I read this in a post on the Community a few weeks back........ 'We can all be run over by a bus as any time and that everyones bus had left the depot.......... but we don't know whether ours was still parked up or just around the corner'
I think that this describes the stance we took well........ live what life we have to the full, find people who you can walk this life with and don't be looking for the bus, but look for the safe place to 'be'
((hugs))
Hi Pat
Thank you so much for your lovely post.
IYes it is a roller coaster ride but the plusses are the kindness of people. This wonderful forum, the hospital gang and friends and family.

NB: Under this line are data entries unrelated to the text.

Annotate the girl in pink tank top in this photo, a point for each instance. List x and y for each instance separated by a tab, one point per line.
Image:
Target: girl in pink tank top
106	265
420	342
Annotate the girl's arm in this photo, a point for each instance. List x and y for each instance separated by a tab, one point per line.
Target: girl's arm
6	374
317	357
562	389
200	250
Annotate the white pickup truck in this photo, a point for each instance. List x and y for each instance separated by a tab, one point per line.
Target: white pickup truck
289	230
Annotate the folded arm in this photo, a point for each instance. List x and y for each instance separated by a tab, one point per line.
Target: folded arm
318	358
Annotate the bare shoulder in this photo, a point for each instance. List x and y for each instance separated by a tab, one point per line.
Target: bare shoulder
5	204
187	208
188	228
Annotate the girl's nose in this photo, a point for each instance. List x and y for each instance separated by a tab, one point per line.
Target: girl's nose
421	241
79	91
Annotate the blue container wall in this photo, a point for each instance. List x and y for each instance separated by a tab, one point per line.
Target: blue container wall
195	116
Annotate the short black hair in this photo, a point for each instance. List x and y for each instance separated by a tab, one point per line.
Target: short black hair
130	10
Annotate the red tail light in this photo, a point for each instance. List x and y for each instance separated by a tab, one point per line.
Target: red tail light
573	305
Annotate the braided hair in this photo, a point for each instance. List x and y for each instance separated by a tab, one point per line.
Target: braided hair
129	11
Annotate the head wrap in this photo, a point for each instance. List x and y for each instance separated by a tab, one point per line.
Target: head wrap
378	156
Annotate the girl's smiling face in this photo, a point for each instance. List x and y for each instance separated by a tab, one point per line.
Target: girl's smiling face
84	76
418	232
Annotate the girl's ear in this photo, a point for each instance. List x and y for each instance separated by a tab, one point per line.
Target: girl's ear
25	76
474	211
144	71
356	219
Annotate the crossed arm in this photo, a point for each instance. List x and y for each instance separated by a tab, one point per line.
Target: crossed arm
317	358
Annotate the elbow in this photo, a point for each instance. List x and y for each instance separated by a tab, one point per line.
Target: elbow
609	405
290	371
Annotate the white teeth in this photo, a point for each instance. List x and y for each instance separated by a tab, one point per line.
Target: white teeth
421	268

I am so grateful to all of you for making me laugh, being there on the downturns and your understanding.
Love Inanna xx
Good morning Pat , I am so pleased that you found some comfort in my post but most of all love that you find the Community to be like a diamond - a multi faceted place where everyone can be who they are and find what they need just at the right time.
We are still staying with our youngest daughter/husband and second oldest granddaughter as we are getting our 22 year old kitchen replaced. We had a run over to have a look yesterday and promptly came back for another night - the great clean and decoration starts tomorrow.
I often talk about positioning our mindset to get through all the stuff that life and indeed a cancer journey can throw at us. It's snowing rather strongly in and around Inverness this morning and the picture is of our granddaughters reaction to the snow...... its not seen as a "Oh no, how can I get to school? - the world is coming to an end!!" type thing......... it's more an opportunity to grab life right at that moment in time, to enjoy the moment, to make memories and enjoy them........ mind you I did not join her when she asked me to come play.
Four years back we were told to get all our affairs in order, but during those four years we have seen the birth of our 4th granddaughter, been to places that we never thought we would ever see, had our 40th weeding anniversary......... and put in a new kitchen......lol
Time is precious, people are precious and a good mindset says " don't waste energy stressing over stuff that we just don't have control over but put our energy into getting through each day and enjoying the moment" - coffee time I say.